Hi @jayant,
Here's something that might work for you. For a problem like this, my general thought process is to build something that works on a single vector and then apply it to the column(s) of interest in your dataframe. Let's consider your aspect ratio data, we'll build that vector and inspect what the mean is:
aspect_ratios <- c(1.2, 2.3, 3.4, 5.6, NA)
mean(aspect_ratios, na.rm = TRUE)
#> [1] 3.125
Let's now build a function that will work on this single numeric vector. For this function, we simply calculate the mean of the numeric vector, and replace every NA
with the computed mean.
impute_mean <- function(x) {
# if the vector supplied is not numeric...
# return the original vector with a warning
if (!is.numeric(x)) {
warning("x is not numeric, returning original")
return(x)
}
# this value will be used to replace NA's
vector_mean <- mean(x, na.rm = TRUE)
# read as: "replace x with the vector mean where x is NA"
x[is.na(x)] <- vector_mean
x
}
When we apply this function to the vector aspect_ratios
, we get the following output (notice the NA
has been replaced with the mean):
impute_mean(aspect_ratios)
#> [1] 1.200 2.300 3.400 5.600 3.125
To bring this together in the context of a dataframe, we can now use our impute_mean()
function, say, with dplyr::mutate()
. I'll build a dataframe with a few extra variables to highlight one more point.
movie_new <- tibble(
aspect_ratio = aspect_ratios,
movie_mins = c(95, NA, 109, NA, 155),
revenue = c(64, 15, 41, NA, 34),
actor = c("Katie", "Tom", NA, "Sam", "Jake")
)
We can apply our function thusly:
movie_new %>%
mutate(aspect_imputed = impute_mean(aspect_ratio))
#> # A tibble: 5 x 5
#> aspect_ratio movie_mins revenue actor aspect_imputed
#> <dbl> <dbl> <dbl> <chr> <dbl>
#> 1 1.2 95 64 Katie 1.2
#> 2 2.3 NA 15 Tom 2.3
#> 3 3.4 109 41 <NA> 3.4
#> 4 5.6 NA NA Sam 5.6
#> 5 NA 155 34 Jake 3.12
One more cool thing you can do utilizes the purrr::map()
family of functions. Since your data frame is essentially a fancy list of vectors, you can iterate the impute_mean()

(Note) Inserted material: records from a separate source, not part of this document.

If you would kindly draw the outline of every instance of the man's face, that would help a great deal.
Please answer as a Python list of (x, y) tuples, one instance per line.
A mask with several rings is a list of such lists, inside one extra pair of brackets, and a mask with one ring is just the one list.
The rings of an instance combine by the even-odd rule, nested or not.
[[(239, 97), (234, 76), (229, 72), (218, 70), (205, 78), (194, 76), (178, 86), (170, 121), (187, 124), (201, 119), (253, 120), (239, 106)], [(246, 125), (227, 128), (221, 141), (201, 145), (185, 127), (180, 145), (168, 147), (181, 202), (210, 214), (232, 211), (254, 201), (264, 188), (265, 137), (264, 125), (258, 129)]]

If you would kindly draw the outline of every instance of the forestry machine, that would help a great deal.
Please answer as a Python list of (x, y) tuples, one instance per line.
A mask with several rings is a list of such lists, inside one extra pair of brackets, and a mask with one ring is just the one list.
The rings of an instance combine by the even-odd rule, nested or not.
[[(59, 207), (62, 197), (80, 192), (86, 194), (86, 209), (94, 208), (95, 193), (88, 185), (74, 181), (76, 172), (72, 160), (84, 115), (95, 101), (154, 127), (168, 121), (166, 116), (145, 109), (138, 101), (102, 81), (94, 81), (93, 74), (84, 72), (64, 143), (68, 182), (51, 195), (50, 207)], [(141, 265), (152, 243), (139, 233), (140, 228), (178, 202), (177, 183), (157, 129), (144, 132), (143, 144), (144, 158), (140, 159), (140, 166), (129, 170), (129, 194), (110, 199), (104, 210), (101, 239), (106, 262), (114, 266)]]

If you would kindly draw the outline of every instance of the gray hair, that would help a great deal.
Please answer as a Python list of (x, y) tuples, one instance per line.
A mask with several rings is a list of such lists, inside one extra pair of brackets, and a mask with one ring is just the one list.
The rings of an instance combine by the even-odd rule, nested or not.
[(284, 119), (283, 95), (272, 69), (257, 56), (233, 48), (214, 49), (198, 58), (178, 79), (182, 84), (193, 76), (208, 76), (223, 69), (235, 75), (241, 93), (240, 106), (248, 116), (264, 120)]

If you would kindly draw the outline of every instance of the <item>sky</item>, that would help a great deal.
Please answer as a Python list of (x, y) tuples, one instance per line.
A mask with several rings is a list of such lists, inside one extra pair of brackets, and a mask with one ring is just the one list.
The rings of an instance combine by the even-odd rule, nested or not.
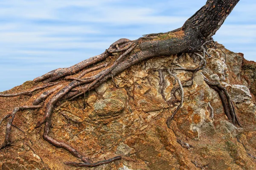
[[(206, 0), (1, 0), (0, 91), (102, 54), (122, 38), (180, 27)], [(256, 61), (256, 1), (240, 0), (214, 39)]]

function over all elements of this fancy list (your columns).
map_df(movie_new, impute_mean)
#> Warning in .f(.x[[i]], ...): x is not numeric, returning original
#> # A tibble: 5 x 4
#> aspect_ratio movie_mins revenue actor
#> <dbl> <dbl> <dbl> <chr>
#> 1 1.2 95 64 Katie
#> 2 2.3 120. 15 Tom
#> 3 3.4 109 41 <NA>
#> 4 5.6 120. 38.5 Sam
#> 5 3.12 155 34 Jake
Notice how all of the original variables have been modified, replacing all NA
's with it's column's mean. Also notice how our function printed a warning letting us know that we had a character variable (actor
) and the original is being returned.
This response was likely overkill, but I hope it was informative and was able to help with some concepts which you can apply to different scenarios.
Best,
Tony